The truth is rather different. For one thing, Heidegger clearly retained Nazi sympathies long after his resignation. In August 1934, he submitted plans to the Ministry for Science and Education for their proposed philosophical academy in Berlin, a kind of urban version of the Todtnauberg camps in which teachers and students would live together and pursue ‘scientific work, recreation, concentration, martial games, physical work, walks, sport, and celebrations’, under the guidance of a director and professors who were ‘politically safe’ National Socialists. Heidegger’s submission was rejected, but not for any lack of enthusiasm in his way of presenting it. Two years later, when he travelled to Rome in 1936 to give a lecture on the poet Friedrich Hölderlin, he still wore a Nazi pin on his lapel, and he kept it there even when he and his part-Jewish former student Karl Löwith took a day off to go sightseeing with their families. Löwith was disgusted: regardless of Heidegger’s views, it would have been easy for him to remove the badge if only to make his friends feel comfortable.

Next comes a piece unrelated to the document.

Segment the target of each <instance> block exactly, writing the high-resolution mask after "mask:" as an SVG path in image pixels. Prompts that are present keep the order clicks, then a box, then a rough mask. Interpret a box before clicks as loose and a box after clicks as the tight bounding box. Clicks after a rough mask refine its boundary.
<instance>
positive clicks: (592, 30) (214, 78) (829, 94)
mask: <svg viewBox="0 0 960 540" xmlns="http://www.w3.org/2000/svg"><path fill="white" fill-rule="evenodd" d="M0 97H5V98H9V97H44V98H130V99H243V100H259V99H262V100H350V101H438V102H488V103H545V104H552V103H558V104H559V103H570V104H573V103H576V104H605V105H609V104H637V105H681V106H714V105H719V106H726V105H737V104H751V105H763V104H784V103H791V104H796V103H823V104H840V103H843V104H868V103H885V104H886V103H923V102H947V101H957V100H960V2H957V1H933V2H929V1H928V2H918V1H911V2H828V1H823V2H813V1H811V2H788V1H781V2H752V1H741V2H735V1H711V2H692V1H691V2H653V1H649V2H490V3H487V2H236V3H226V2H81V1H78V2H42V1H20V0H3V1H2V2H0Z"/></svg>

That was not the only time Heidegger showed a rigid shell — an extr
eme form of Gabriel Marcel’s ‘crispation’ — in dealing with people. The philosopher Max Müller, who studied with Heidegger and worked as his assistant, found himself in trouble with the regime in 1937 for writing political articles and working for a Catholic youth group. Freiburg’s vice rector, Theodor Maunz, told Müller that Heidegger had been approached for a report on his student’s politics, and had given him a generally good assessment ‘as a human being, educator, and philosopher’. On the other hand, he had included an observation that Müller had a negative opinion of the state. A single sentence like that meant doom. ‘Go to him,’ Maunz told Müller. ‘Everything else will be fine if he crosses out that sentence.’
Müller turned to Heidegger — but Heidegger pedantically stuck to his point, saying, ‘I gave the only answer that corresponds to the truth. But I have wrapped it in a cover of justifiable, good things.’

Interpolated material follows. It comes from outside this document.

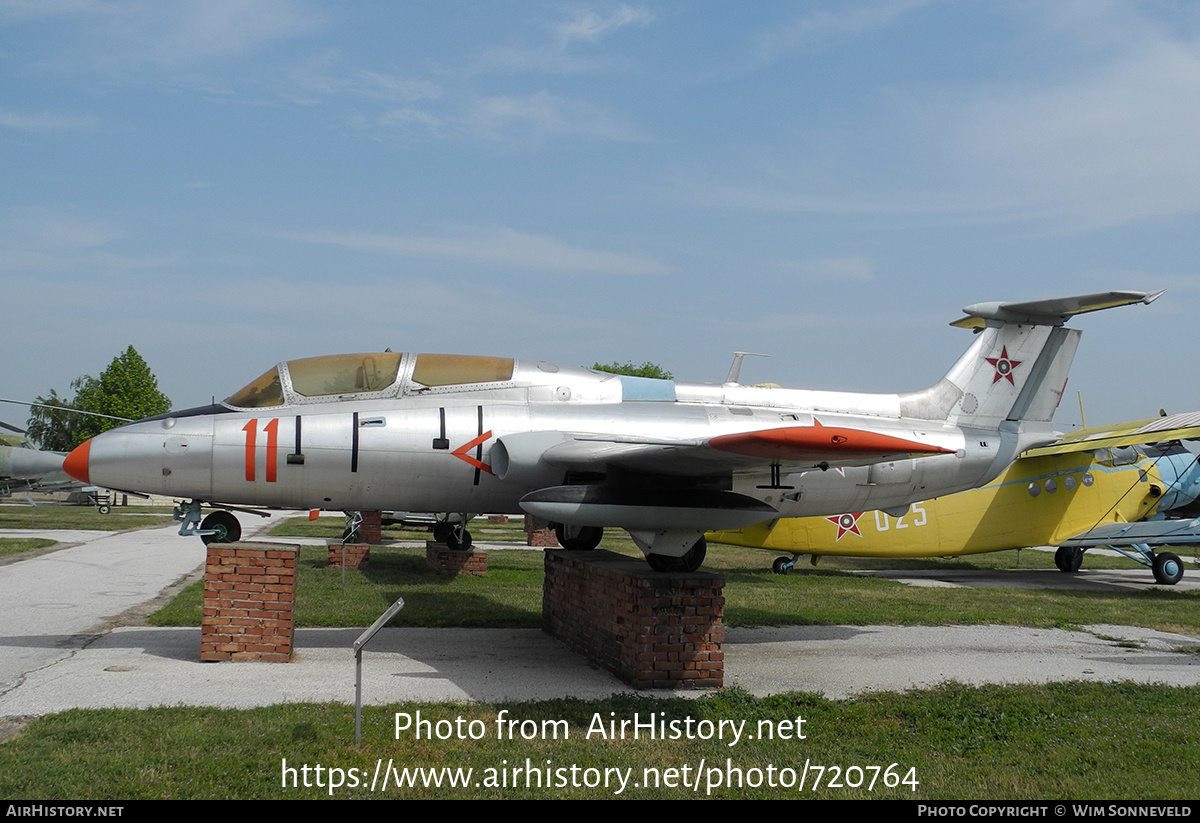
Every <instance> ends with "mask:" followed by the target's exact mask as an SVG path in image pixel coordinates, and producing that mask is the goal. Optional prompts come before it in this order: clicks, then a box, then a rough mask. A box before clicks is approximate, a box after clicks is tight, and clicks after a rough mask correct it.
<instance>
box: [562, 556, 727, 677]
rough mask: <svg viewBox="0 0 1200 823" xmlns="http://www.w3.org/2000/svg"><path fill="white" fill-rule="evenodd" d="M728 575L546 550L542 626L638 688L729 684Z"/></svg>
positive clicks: (633, 559) (640, 560) (625, 559)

‘That won’t help me,’ replied Müller. ‘The sentence is there.’
Heidegger said: ‘As a Catholic, you should know that one must tell the truth. Consequently, I cannot cross out the sentence.’
Müller disputed the theology behind this, but Heidegger was unmoved: ‘No, I will stick to what I was asked. I can’t take back my whole report now and say I won’t write one at all, because people already know that I have given one to the university to be passed on. Nothing can be done. Don’t hold it against me.’
These final words were what astonished Müller most. All Heidegger seemed to care about was justifying his own actions, with no thought to the danger facing the other man. Fortunately, Müller escaped serious consequences on this occasion, but it was no thanks to Heidegger. He remembered his parting remark to Heidegger that day: ‘The point is not that I might hold it against you, the point is my existence.’ His feelings about his former mentor were different from then on: he could never forget his experience of ‘a certain ambiguity in Heidegger’s character’.